Whenever a youngster was around, Marshall said, Wood would “demand a computer lesson. If a Spanish speaker stopped by, she'd ask for an impromptu Spanish lesson. She passed that love of learning on to her children, grandchildren, nieces, nephews and just about anyone who spent time with her.”

Today, one of her daughters, two of her nieces, and two of her grandchildren are teachers.

“When I became a teacher, she would often ask me about my students, the books I was reading and whether or not I enjoyed it,” said Marshall, who teaches high school special education in New York. “She’d say, ‘I really do miss teaching.
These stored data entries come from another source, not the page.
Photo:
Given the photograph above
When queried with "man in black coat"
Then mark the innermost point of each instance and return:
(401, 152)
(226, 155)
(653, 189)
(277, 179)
Oh, I loved it.’ I have a million grandma stories. She was feisty, funny and really interested in the world. We miss her greatly.”

Wood is survived by: her children, Carl, Roberta, David and Gina Wood; sister Rochelle Levin; and 10 grandchildren.

She contributed articles, letters and regular financial support to the Peoples Weekly World. Her estate included a donation designated for coverage of health care issues in that publication. Donations in Wood’s memory can be made to the Peoples Weekly World, 235 W. 23rd St., New York, NY 10011.